# UCLA Application font? (1 Viewer)



## Indigo (Oct 19, 2015)

I'm curious as to what font/size/spacing people are using for their writing materials for the UCLA app. They don't specify anywhere (as far as I can find). I'll probably call and ask them cause I'm not sure how long the treatment is supposed to be. They say 1-2 pages, but a double spaced page is obviously very different from a single spaced page ...


----------



## katavi08 (Oct 19, 2015)

I emailed them a few weeks ago asking the same question. They told me to use Times New Roman font and it should be size 12. They also said it could be either single or double spaced. I'm personally using single space.


----------



## Indigo (Oct 20, 2015)

Thanks!


----------



## katavi08 (Oct 27, 2015)

Have you sent in your application yet? I'm freaking out that it's due on Sunday even though I have everything done.


----------



## Indigo (Oct 27, 2015)

I haven't sent it in yet. I'm just finishing the final touches for the personal statement and treatment. But I want to send it in asap so it doesn't get in the way of Halloween. Do you know by any chance if the letters of rec need to be submitted online before we submit the application or can the references still submit after we've submitted? 

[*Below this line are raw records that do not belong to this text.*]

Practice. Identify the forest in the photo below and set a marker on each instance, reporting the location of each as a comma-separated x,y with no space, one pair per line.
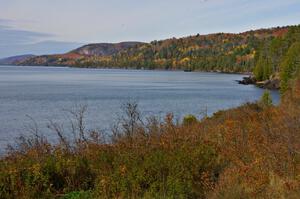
221,52
252,151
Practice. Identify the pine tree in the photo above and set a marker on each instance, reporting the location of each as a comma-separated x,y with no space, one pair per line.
290,66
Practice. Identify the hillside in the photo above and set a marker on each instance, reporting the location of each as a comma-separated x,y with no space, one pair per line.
104,49
252,151
214,52
15,59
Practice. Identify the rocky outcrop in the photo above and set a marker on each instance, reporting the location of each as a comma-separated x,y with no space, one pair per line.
272,84
247,80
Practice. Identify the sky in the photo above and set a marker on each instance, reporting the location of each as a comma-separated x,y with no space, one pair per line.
43,26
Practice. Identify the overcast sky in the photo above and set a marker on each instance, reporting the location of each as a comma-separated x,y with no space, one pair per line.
85,21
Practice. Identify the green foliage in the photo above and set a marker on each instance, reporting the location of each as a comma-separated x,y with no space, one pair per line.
266,99
262,69
78,195
214,52
189,120
290,66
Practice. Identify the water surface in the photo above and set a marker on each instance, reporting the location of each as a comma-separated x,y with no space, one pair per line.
43,93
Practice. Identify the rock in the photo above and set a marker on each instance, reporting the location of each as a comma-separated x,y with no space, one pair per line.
272,84
247,80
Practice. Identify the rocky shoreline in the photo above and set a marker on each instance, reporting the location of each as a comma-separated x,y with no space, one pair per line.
272,84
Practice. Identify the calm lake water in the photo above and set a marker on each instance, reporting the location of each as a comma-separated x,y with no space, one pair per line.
44,93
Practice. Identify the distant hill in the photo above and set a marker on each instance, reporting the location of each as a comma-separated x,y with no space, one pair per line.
15,59
104,49
225,52
39,48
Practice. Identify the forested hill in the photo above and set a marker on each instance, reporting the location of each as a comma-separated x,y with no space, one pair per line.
224,52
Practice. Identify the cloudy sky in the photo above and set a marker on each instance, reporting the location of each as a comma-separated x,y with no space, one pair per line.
30,26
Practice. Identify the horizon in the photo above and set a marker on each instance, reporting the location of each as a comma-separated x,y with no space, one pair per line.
26,29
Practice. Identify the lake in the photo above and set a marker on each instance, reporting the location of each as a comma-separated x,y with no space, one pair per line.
45,93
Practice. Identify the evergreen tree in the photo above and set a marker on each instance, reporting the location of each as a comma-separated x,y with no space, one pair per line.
290,65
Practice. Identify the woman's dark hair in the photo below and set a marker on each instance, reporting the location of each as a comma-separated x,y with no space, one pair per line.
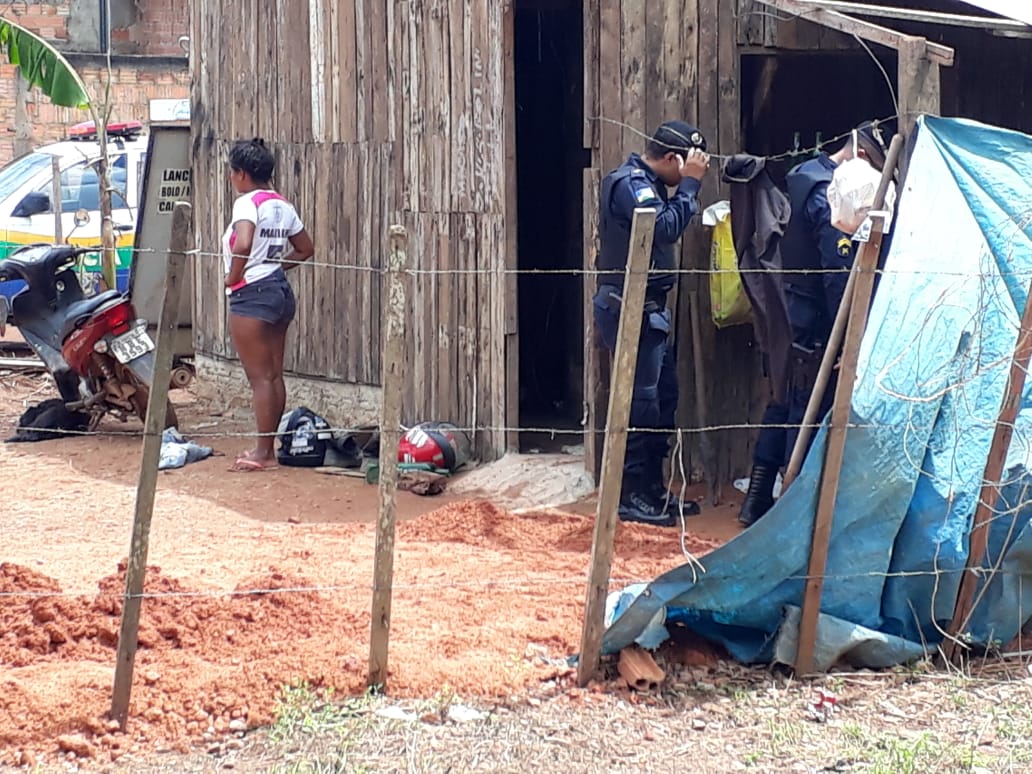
253,157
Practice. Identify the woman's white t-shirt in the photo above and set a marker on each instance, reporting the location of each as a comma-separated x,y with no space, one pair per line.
276,221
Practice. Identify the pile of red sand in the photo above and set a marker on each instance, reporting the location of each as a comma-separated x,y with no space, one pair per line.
475,586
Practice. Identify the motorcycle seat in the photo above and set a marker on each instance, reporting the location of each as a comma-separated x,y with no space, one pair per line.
81,311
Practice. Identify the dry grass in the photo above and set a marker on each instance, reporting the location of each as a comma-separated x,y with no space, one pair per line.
723,718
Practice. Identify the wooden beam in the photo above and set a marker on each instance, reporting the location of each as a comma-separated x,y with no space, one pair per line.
920,90
937,53
154,425
986,510
632,310
913,14
867,263
390,436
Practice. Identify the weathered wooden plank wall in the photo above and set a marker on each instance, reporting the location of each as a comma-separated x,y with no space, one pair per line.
677,59
379,111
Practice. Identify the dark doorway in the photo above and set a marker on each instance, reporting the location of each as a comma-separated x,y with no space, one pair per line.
795,100
550,165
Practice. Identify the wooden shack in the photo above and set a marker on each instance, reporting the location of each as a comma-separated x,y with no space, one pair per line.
484,126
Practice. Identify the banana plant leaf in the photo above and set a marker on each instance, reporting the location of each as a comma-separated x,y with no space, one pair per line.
43,66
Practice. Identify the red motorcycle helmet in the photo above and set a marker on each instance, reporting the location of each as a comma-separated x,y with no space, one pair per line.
440,444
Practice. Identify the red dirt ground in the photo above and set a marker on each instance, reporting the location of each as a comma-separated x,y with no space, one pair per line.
475,586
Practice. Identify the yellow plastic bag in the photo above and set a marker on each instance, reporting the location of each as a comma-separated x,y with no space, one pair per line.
729,302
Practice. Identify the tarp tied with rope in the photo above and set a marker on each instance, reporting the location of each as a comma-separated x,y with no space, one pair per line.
933,371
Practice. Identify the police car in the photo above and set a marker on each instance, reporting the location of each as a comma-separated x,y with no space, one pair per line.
27,213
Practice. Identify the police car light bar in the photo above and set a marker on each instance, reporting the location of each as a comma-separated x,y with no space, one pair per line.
88,131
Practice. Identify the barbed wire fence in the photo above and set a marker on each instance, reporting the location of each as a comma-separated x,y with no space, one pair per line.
958,381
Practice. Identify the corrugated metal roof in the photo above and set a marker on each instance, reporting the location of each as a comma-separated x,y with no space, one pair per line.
1020,10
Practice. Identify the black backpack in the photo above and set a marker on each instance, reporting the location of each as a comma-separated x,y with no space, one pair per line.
303,437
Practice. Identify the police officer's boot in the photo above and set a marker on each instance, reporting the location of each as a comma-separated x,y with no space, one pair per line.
639,503
761,495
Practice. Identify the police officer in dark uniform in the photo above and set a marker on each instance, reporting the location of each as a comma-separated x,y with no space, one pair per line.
675,157
814,254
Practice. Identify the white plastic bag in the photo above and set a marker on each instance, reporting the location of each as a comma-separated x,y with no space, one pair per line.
850,194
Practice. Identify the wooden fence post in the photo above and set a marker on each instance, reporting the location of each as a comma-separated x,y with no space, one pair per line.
986,510
867,263
154,425
390,437
632,311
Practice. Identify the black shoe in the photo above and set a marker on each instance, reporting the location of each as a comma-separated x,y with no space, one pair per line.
760,498
673,504
645,509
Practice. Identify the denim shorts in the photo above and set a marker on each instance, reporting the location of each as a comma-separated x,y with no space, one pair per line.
269,299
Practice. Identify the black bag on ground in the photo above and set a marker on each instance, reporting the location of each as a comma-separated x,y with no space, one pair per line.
49,420
303,437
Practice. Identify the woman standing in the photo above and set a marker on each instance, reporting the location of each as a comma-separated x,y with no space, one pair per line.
265,237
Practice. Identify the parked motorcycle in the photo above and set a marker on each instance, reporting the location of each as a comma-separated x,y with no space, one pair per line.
99,353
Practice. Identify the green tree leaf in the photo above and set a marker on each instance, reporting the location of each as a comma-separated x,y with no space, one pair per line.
43,66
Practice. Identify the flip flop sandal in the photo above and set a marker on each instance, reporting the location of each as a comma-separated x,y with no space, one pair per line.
244,464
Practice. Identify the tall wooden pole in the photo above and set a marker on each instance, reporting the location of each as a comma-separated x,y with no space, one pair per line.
390,437
632,313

I'm not too stressed about the UCLA app, I'm freaking out more about making a film I want to add to my visual portfolio for the other apps.


----------



## katavi08 (Oct 27, 2015)

Indigo said:


> I haven't sent it in yet. I'm just finishing the final touches for the personal statement and treatment. But I want to send it in asap so it doesn't get in the way of Halloween. Do you know by any chance if the letters of rec need to be submitted online before we submit the application or can the references still submit after we've submitted?
> 
> I'm not too stressed about the UCLA app, I'm freaking out more about making a film I want to add to my visual portfolio for the other apps.


I don't think you need to have all your recommendations in by Sunday; I think they just want you to have listed them, and their email addresses if their sending them in electronically. I know one of my recommenders will not have it done by Sunday.

I too am currently in the process of making a film for the other schools. It is certainly a stressful process.


----------



## Indigo (Oct 29, 2015)

Yes I'm excited to celebrate once everything is over in a month!


----------